# Brining Cornish Hens



## JRsTXDeb (Nov 23, 2004)

It's just going to be hubby and I for T-day this year and I've been debating whether to go out or cook in, am thinking of roasting a couple cornish hens - has anyone brined them?  I'm assuming I could do it for 3 hours or so then roast as usual - had good success with a chicken last week.  The other option is to run by a natural food store and pick up a fresh roasting chicken or capon - so if anyone has brined either the cornish hens or capon I would appreciate your comments

Happy Thanksgiving all!


----------



## GB (Nov 23, 2004)

I have not, but I would assume your plan of brining for 3 hours and then roasting should work great.
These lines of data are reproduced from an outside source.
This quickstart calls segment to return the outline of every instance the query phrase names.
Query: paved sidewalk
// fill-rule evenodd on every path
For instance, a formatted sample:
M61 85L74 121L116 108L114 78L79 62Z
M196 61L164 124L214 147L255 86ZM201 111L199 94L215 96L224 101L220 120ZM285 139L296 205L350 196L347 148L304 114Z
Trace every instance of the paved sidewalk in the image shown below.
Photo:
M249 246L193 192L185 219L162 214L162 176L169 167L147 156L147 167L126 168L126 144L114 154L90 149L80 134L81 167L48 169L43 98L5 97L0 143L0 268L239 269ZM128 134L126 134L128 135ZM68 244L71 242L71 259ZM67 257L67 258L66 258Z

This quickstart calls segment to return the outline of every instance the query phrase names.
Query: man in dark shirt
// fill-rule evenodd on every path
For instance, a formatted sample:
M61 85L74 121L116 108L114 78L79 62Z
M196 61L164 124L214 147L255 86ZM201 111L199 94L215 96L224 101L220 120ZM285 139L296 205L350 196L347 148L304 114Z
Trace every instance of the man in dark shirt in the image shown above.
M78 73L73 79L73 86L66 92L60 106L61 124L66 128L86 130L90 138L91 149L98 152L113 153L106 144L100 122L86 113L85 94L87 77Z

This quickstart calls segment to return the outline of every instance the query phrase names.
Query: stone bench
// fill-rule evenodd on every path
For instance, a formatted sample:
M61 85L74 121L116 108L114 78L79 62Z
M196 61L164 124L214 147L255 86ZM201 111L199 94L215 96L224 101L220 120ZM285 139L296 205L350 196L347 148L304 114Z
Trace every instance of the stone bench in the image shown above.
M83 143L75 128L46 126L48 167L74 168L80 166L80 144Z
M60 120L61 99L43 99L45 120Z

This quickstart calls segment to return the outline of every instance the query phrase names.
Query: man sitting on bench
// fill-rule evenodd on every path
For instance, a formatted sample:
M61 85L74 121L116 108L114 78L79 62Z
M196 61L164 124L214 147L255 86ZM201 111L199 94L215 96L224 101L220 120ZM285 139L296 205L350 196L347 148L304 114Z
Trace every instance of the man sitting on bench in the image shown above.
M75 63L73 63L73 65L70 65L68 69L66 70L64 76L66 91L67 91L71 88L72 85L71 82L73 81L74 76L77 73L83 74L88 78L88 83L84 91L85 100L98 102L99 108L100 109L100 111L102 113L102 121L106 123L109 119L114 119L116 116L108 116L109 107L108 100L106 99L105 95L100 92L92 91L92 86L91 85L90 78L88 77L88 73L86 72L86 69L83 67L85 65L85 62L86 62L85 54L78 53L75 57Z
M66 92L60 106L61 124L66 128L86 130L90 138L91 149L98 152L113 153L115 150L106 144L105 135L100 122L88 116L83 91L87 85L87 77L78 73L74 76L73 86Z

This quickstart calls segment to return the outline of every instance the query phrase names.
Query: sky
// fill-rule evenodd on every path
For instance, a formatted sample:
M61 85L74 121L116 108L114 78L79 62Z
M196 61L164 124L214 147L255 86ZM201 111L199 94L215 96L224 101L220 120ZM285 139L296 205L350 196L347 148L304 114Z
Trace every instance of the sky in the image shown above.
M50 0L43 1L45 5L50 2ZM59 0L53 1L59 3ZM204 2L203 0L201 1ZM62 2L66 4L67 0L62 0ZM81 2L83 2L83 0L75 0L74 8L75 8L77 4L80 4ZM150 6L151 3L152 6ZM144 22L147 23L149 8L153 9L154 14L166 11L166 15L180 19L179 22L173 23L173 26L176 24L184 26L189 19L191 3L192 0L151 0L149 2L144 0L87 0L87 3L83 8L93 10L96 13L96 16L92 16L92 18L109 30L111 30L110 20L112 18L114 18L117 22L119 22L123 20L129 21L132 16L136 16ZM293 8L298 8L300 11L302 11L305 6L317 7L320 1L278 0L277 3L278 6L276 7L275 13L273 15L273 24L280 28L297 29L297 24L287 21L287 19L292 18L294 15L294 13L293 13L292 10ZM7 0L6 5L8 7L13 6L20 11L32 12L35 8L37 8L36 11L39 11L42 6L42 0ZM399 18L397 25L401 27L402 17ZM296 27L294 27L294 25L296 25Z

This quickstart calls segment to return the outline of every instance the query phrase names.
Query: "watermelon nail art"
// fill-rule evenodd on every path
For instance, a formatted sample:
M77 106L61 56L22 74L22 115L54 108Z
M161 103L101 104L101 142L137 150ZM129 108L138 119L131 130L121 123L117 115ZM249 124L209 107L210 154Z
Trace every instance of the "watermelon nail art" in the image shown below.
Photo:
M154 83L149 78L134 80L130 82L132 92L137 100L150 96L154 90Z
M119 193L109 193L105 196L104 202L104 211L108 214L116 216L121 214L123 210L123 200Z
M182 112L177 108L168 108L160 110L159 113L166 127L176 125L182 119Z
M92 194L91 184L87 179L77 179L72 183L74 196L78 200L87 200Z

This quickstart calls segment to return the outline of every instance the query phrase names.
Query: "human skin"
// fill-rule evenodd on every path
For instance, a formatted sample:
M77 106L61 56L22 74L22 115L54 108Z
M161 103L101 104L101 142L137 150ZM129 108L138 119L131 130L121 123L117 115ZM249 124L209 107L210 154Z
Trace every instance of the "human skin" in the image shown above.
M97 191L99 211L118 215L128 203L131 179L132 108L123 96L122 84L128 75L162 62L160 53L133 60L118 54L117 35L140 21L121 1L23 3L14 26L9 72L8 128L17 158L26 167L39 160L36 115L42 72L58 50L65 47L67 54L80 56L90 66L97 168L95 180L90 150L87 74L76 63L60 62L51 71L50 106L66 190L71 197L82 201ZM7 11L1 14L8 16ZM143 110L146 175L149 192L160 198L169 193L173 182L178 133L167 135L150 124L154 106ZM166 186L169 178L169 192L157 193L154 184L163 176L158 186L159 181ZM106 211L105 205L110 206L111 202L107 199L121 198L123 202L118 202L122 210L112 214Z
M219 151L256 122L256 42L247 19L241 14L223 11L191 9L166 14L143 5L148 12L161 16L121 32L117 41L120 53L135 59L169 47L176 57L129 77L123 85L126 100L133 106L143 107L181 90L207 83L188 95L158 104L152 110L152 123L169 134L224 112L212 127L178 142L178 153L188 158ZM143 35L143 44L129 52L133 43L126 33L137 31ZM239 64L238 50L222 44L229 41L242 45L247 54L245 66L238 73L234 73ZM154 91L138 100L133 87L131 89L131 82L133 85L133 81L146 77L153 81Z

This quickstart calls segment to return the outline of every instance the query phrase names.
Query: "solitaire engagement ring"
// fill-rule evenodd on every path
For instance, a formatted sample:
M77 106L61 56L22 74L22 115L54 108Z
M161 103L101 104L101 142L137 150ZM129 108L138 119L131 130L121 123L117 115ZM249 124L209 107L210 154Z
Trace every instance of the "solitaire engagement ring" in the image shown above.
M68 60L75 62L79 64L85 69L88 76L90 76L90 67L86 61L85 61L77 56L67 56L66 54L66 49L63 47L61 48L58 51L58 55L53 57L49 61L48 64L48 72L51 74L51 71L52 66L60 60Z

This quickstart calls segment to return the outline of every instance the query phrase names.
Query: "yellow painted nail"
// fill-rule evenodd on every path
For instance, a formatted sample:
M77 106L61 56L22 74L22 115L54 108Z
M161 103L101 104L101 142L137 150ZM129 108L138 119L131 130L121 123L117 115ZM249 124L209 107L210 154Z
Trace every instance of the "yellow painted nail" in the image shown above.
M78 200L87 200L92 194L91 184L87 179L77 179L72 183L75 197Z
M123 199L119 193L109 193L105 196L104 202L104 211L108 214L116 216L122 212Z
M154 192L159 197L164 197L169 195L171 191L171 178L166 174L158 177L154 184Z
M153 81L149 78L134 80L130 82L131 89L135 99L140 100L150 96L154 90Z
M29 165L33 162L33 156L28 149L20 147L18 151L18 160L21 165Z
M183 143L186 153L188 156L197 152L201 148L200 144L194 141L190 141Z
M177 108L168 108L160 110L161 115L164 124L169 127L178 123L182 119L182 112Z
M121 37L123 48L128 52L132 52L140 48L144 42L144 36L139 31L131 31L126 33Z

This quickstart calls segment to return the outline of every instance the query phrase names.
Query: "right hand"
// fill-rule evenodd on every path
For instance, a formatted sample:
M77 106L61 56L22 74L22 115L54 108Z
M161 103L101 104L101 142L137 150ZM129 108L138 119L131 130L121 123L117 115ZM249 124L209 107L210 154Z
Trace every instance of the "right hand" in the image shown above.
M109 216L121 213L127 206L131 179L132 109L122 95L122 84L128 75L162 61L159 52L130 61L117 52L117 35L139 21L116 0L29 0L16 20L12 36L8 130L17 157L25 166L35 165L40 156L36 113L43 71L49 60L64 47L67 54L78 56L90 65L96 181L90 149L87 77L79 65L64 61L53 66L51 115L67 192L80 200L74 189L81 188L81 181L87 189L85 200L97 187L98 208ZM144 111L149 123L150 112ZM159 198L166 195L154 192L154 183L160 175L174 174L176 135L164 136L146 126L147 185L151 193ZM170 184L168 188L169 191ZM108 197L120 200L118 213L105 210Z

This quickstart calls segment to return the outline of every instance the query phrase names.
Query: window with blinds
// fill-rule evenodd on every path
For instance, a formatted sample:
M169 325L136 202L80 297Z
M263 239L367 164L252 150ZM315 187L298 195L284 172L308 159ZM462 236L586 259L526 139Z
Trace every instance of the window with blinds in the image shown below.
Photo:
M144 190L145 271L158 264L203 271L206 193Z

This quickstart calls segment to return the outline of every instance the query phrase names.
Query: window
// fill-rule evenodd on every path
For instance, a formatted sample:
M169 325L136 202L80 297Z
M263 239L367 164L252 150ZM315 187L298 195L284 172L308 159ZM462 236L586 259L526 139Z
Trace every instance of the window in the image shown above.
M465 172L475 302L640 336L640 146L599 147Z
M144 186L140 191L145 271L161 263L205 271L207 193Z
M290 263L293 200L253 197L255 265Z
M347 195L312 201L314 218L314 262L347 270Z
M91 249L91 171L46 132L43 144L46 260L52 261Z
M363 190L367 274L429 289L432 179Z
Good luck and let us know how it turns out!


----------



## Raine (Nov 23, 2004)

Check out brining times:

Whole Chicken 3-8 hrs 
Chicken Pieces 1-2 hrs 
Whole Turkey 12 hrs-2 days 
Turkey Breast 4-8 hrs 
Cornish Game Hens 1-2 hrs 
Pork Chops 2-6 hrs 
Pork Tenderloin 2-8 hrs 
Whole Pork Loin 1-3 days


----------



## JRsTXDeb (Nov 23, 2004)

Thanks Rainee  -  I think I'll try all those eventually...now just to get to the grocery store before Wednesday afternoon madness sets in


----------